Principles of Secondary Angle-Closure Glaucomas


Principles of Secondary Angle-Closure Glaucomas

David L. Epstein, MD, MMM

In Chapter 23, the mechanisms underlying the primary angle-closure glaucomas were discussed. The fundamental concept was that of pupillary block, wherein fluid pressure in the posterior chamber from the normal secretion of aqueous humor ballooned the peripheral iris forward over the trabecular meshwork and thus closed the angle (see Figure 23-2). Peripheral iridectomy, by equalizing the pressure in the posterior and anterior chambers, eliminated this fluid pressure vector from the posterior chamber acting on the iris. The key concept in such a pupillary block mechanism is that of posterior chamber aqueous humor acting as the force, resulting in the angle closure. In contrast, in plateau iris syndrome, in addition to a relative pupillary block mechanism, the ciliary process causes direct crowding of the iris itself into the angle and is another mechanism for angle closure (see Figure 27-1).

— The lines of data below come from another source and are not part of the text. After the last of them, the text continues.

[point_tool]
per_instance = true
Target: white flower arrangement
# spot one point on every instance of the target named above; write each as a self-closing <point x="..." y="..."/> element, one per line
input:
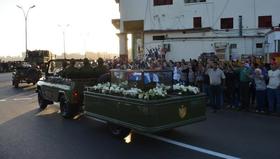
<point x="181" y="89"/>
<point x="156" y="93"/>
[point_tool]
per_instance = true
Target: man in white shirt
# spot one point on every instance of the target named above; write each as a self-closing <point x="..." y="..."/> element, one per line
<point x="273" y="88"/>
<point x="216" y="75"/>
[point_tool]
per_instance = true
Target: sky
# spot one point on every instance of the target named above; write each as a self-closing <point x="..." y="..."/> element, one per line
<point x="86" y="23"/>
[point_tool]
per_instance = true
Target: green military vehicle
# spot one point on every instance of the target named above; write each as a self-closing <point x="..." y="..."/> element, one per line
<point x="144" y="101"/>
<point x="64" y="85"/>
<point x="25" y="73"/>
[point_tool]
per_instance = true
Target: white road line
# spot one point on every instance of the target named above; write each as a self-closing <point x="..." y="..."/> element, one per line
<point x="33" y="94"/>
<point x="20" y="99"/>
<point x="202" y="150"/>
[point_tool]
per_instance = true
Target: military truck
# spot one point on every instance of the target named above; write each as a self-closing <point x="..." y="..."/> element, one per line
<point x="68" y="91"/>
<point x="125" y="105"/>
<point x="39" y="58"/>
<point x="25" y="73"/>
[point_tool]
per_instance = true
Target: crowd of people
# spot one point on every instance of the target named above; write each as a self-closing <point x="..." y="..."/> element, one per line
<point x="242" y="85"/>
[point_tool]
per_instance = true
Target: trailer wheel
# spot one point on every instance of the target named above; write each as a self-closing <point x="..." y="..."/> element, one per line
<point x="65" y="108"/>
<point x="118" y="131"/>
<point x="42" y="102"/>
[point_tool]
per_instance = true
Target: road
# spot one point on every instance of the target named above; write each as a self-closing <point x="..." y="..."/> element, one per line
<point x="27" y="133"/>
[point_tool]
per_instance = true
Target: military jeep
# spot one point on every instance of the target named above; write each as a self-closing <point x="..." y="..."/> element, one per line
<point x="25" y="73"/>
<point x="67" y="90"/>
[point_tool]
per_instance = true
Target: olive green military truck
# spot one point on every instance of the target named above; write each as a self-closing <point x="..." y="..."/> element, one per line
<point x="64" y="82"/>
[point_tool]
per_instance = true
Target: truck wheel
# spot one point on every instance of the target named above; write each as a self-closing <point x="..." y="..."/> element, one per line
<point x="118" y="131"/>
<point x="65" y="108"/>
<point x="42" y="102"/>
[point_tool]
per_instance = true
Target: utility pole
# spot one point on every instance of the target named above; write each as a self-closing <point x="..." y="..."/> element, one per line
<point x="25" y="14"/>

In some secondary angle-closure glaucomas, such as that due to the iridocorneal endothelial syndrome (see Chapter 33) or neovascular glaucoma (see Chapter 32), there are other abnormal local iris and angle factors acting to close the angle directly.

In other secondary angle-closure glaucomas, there is some additional force acting to close the angle. Conceptually, this additional force might act by itself to directly force the iris into the angle or by acting to move the crystalline lens forward, causing pupillary block (wherein the resulting increased fluid pressure from aqueous humor in the posterior chamber acts to force the peripheral iris over the angle). This may be termed a secondary pupillary block. The possibility for either or both of these 2 mechanisms in the secondary angle-closure glaucomas needs to be constantly kept in mind, for it is not rare for some patients in this category to respond favorably to laser iridectomy (even though primary pupillary block is not the initiating mechanism causing the disease).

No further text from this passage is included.